Being Adventurous as a Parent
July 11, 2018
To many I would imagine, especially to those who aren't into the outdoors, we've done a lot. We've done numerous camping trips with our little one, small hikes, and some bike rides. We have even managed a few backpacking trips in the Sierras with our little one. However, with the exception of some of the backpacking trips, all of these adventures were missing a key element; the exhaustion factor -- that feeling of getting to the end of a day out, or a full weekend of adventure completely physically depleted. That feeling of being sore all day Monday, and part of Tuesday after an epic weekend in the mountains. I miss that.
More than I realized previously, a large part of the draw to playing outdoors is the pure exertion of it. It can be hard to reach this point with a little one in tow.
One Day a Week Warrior
Over the past six months, my wife and I have been playing with our schedule to allow for this missing piece of the puzzle. The best solution we've found so far is to give eachother one weekend day off each week. I'll watch the child on Saturday so she can get out and do whatever she would like to do, and then we switch roles on Sunday, so I can get out. Using this strategy, I've managed to get out on a hike or a bike ride each weekend for the past five weekends, which easily feels like my longest stretch of sustained adventure since being a parent. And on these days off, I'm pushing myself to weare myself out, to make sure I'm tired at the end of the day, and ideally sore on the next day.

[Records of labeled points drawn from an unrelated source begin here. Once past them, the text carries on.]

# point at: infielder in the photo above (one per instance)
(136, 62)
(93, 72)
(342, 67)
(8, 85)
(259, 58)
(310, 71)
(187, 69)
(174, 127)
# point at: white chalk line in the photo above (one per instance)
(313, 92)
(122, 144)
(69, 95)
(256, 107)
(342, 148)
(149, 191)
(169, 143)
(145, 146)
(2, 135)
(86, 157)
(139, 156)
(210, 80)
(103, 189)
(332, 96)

I feel a little glimmer of myself peeking through, from a time when the outdoors was part of my normal lifestyle, not something that I would enter every-now-and-then.
A Larger Project
One day a week is still not that much time, but it's better than nothing. I'm also trying to take a step back and view my weekly adventures as part of a larger project. We moved to southern California at about the same time we became parents. Historically, I've been a hiker and a backpacker, but since there is less opportunity for that here, I've decided to pick up a bike so I can get out and explore the many dirt roads that criscross the scrub and deserts east of San Diego.

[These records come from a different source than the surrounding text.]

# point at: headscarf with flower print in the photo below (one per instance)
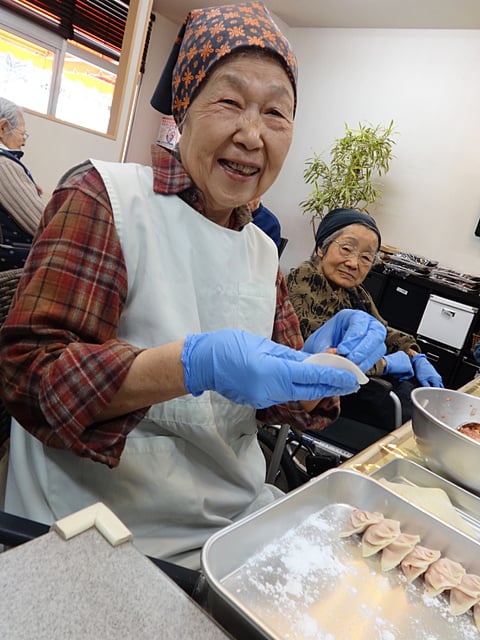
(207, 36)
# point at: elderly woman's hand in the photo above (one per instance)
(398, 364)
(355, 334)
(250, 369)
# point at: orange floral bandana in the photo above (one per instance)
(207, 36)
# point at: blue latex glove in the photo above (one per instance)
(425, 372)
(354, 333)
(399, 365)
(476, 351)
(250, 369)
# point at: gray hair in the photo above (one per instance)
(9, 110)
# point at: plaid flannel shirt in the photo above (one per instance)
(61, 360)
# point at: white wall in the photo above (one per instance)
(427, 81)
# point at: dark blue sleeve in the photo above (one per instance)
(268, 222)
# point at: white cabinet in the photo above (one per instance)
(446, 321)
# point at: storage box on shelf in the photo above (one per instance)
(443, 317)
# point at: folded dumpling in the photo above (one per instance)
(360, 520)
(443, 574)
(377, 536)
(418, 561)
(466, 594)
(476, 614)
(396, 551)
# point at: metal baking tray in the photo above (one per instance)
(284, 572)
(405, 471)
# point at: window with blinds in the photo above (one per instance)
(60, 57)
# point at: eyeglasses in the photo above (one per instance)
(347, 251)
(25, 134)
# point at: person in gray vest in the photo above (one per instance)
(20, 203)
(152, 325)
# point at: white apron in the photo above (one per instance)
(193, 465)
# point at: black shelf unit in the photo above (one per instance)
(401, 299)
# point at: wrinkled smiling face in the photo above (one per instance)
(349, 272)
(237, 132)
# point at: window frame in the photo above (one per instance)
(29, 30)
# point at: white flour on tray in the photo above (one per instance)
(310, 584)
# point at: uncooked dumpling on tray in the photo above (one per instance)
(466, 594)
(434, 501)
(378, 536)
(418, 561)
(395, 552)
(443, 574)
(360, 520)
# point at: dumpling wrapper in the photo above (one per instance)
(434, 501)
(377, 536)
(340, 362)
(360, 520)
(466, 594)
(443, 574)
(476, 615)
(395, 552)
(418, 561)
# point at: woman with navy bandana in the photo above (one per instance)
(20, 203)
(152, 326)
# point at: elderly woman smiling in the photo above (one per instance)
(346, 246)
(152, 325)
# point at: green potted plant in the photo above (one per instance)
(356, 161)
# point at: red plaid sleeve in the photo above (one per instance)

My weekend excursions are centered on exploring my region in a manner that's ideally suited to the region. I'm slowly filling in blank spots on my mental map of southern California and I'm even thinking of trying to "pioneer" a few gravel-grinding routes. My strategy for many of these one-day trips is to do a ride and hopefully get myself fairly exhausted. Then, the game plan is to scope out another ride or two before the day ends, finding where to park for a future ride, and ideally riding out a ways to see if the road conditions and landscape is worthy of a longer trip in the future. I currently have four or five trips that I've partially scoped out that I'm looking forward to exploring more.

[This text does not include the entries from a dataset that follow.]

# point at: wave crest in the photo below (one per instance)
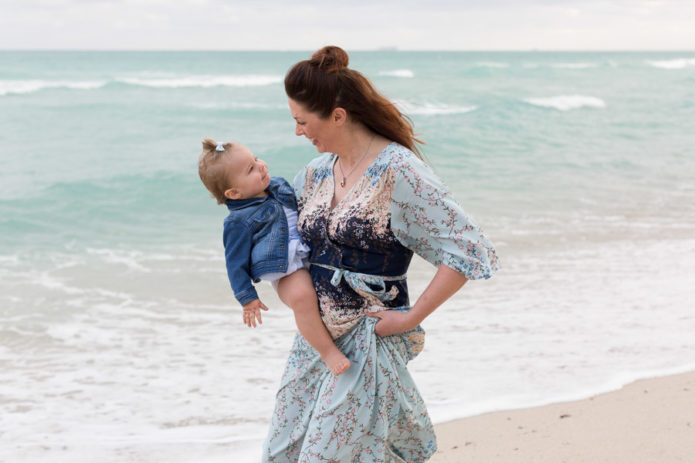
(205, 81)
(431, 109)
(405, 73)
(567, 102)
(18, 87)
(680, 63)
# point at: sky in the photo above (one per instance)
(353, 24)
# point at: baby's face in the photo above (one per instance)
(248, 174)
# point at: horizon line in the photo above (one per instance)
(378, 49)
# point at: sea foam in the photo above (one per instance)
(680, 63)
(250, 80)
(8, 87)
(567, 102)
(406, 73)
(431, 109)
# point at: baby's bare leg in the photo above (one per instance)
(297, 291)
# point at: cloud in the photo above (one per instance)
(359, 24)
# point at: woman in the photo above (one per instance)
(364, 207)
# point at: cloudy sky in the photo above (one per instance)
(353, 24)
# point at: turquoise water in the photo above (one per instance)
(116, 312)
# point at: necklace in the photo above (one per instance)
(340, 165)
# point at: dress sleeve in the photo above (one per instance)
(299, 184)
(427, 219)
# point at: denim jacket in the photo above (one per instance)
(255, 237)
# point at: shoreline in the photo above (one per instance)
(648, 420)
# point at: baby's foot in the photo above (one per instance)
(336, 362)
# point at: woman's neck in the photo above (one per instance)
(355, 146)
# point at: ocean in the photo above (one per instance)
(120, 340)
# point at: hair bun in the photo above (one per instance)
(330, 59)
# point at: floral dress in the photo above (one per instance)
(360, 252)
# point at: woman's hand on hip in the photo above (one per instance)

The main issue with the current system is that one day isn't enough. I'll arrive back home, ready to get out again the next day. In reality, this has always been a problem, even when I had normal weekends I always wanted more time to play. The next strategy we're looking to implement will hopefully partially solve this. Instead of trading one-day a week, we're going to trade full weekends. This will likely involve me buying my wife a nice hotel stay for the weekend so she can go relax and spend some time with herself and with friends. Perhaps a massage and a nice relaxing weekend. The next weekend will be mine. I won't be indulging in a spa weekend, but getting out as much as I can on a bike, on foot, and however else I want to play and wear myself out.
Our new strategy for getting more adventure time as parents has definitely improved my overall well-being, but I think it's one of those things best done in moderation. It would be easy to adopt this strategy for every weekend, but I also want to spend time with my family, and have us all be able to enjoy the outdoor lifestyle. We want to raise our little one with an appreciation and enjoyment for nature, so we want him to join us as much as possible. As we continue to evolve our strategy, it will be a mix of single days off as we've been doing, full weekends off, and plenty of family weekends spent playing in the wilderness as a family.